Si uno tuviera que adivinar qué libro termina con la frase “¡Hay que exterminar el mundo del hampa!”, respondería que son las memorias de Eliot Ness. Pero no, es el sexto volumen de los Relatos de Kolimá de Varlam Shalámov, una de las grandes obras literarias sobre el cautiverio, en particular en el Gulag, donde el escritor pasó buena parte de su vida adulta. Tal vez no habría que usar esa palabra, tan asociada a Solzhenitsyn, a quien Shalámov acusó por izquierda y por derecha. Por un lado (Shalámov siguió siendo comunista hasta el final), de ser un instrumento de la Guerra Fría y, por el otro (Shalámov fue siempre un moralista), de que Un día en la vida de Iván Denísovich, el primer libro publicado en la Unión Soviética sobre los campos, no era veraz y daba una versión edulcorada de lo que pasaba allí. En particular, Shalámov le preguntó irónicamente a Solzhenitsyn qué campo era ese en el que estaba preso Denísovich, ya que no había hampones.
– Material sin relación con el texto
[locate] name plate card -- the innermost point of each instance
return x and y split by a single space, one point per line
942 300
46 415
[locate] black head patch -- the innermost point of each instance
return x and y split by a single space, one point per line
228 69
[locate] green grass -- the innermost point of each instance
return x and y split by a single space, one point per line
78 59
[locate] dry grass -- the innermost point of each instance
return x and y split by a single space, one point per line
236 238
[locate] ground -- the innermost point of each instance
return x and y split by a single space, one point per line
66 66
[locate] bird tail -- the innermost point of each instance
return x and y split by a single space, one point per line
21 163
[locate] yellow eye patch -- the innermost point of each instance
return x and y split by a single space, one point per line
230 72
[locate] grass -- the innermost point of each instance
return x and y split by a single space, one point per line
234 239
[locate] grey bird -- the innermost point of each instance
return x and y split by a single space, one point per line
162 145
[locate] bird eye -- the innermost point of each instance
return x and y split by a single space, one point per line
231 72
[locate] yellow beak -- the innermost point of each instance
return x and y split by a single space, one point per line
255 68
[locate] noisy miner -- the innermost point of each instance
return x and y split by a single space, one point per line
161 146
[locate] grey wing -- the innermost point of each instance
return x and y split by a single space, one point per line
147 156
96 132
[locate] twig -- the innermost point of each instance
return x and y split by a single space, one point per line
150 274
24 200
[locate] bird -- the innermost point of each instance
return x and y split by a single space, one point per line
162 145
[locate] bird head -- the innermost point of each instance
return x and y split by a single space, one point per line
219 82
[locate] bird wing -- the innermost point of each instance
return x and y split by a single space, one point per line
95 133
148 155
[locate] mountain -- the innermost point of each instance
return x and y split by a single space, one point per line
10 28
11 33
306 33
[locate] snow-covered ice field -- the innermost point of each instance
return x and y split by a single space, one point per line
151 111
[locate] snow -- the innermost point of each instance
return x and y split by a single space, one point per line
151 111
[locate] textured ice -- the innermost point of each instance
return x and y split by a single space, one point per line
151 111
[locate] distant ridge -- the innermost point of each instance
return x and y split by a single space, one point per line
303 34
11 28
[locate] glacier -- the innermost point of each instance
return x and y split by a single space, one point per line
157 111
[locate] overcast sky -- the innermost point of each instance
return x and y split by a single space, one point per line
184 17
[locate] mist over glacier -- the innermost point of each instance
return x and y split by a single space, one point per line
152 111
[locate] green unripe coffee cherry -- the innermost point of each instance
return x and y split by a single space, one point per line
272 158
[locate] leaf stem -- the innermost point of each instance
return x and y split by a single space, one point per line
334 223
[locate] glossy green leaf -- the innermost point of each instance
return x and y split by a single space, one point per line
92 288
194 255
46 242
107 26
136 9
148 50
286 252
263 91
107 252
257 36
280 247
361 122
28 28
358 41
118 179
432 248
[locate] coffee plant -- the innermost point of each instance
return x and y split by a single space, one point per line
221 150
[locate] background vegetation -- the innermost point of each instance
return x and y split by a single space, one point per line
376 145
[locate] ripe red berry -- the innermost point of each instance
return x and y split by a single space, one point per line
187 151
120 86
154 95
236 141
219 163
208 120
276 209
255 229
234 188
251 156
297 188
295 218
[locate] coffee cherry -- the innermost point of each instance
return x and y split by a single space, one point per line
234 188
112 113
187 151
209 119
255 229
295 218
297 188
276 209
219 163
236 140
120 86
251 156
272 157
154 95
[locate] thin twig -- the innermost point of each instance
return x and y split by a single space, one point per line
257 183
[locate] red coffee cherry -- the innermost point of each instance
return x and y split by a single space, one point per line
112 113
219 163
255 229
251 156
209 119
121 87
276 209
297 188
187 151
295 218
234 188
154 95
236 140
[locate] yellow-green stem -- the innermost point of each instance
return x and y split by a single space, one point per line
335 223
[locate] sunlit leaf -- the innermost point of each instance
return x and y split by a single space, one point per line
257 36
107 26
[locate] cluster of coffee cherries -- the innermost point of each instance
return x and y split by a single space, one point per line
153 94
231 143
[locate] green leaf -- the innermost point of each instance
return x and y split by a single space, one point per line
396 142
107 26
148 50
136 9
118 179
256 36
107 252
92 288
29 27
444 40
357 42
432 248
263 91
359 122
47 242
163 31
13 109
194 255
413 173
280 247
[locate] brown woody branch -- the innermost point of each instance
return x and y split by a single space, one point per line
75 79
En esa pregunta se abre un mundo: la sospecha de que los mayores padecimientos de los reclusos en los campos soviéticos no provinieron de los guardias sino de los delincuentes encerrados con ellos, a quienes las autoridades les permitieron reducir a los presos políticos a las condiciones de vida más espantosas y los utilizaron para colaborar en su exterminio. Incluso, hubo períodos en los que el hampa participó directamente de la administración de los campos. Shalámov no habla de los delincuentes ocasionales ni de los profesionales, sino de la cofradía de ladrones que en tiempos del zar se llamó de los urkas o urkaganes y emergió consolidada tras la era soviética como germen de la mafia rusa, acaso la más temible de sus congéneres, aunque italianos, colombianos o chinos hayan hecho lo suyo para encabezar ese ranking. Esa frase final de Shalámov es la culminación de un alegato que fundamenta la necesidad disciplinadora y represiva del Estado antes, durante y después del comunismo. En algún momento llega a decir: “He aprendido que los delincuentes no son personas”. A lo largo de páginas enteras se dedica a demoler a los hampones: son todos pederastas, no tienen la menor sensibilidad para el arte, su sentimentalismo con la madre es solo una máscara de su atroz misoginia. etcétera. Eso sí, Shalámov reconoce que les gusta el cine, un hecho que al otro lado del mundo pudo comprobar Howard Hawks cuando filmó Scarface.
Precisamente, ese es otro de los temas importantes en el libro. Shalámov afirma que la literatura rusa, desde Dostoievski a Gorki, nunca describió de verdad el hampa, que lo ignoró, fue complaciente con él o lo romantizó. Es imposible no coincidir en que también en el resto del mundo el tema se trata de ese modo, tanto en la literatura como en el cine. ¿Hay alguna duda de que los Padrinos de Coppola, por ejemplo, son una glorificación de la mafia? Es más: ¿cuántas veces, empezando por los aliados en el sur de Italia después en la Segunda Guerra, hubo una colaboración entre los Estados y el crimen organizado, dos organizaciones burocráticas complementarias y hasta hermanas, como lo muestra con total elocuencia el caso ruso-soviético. El desesperado alegato de Shalámov, con sus toques ingenuos y exagerados, apunta al núcleo que liga la política con el crimen: la desprotección esencial de los débiles en la sociedad.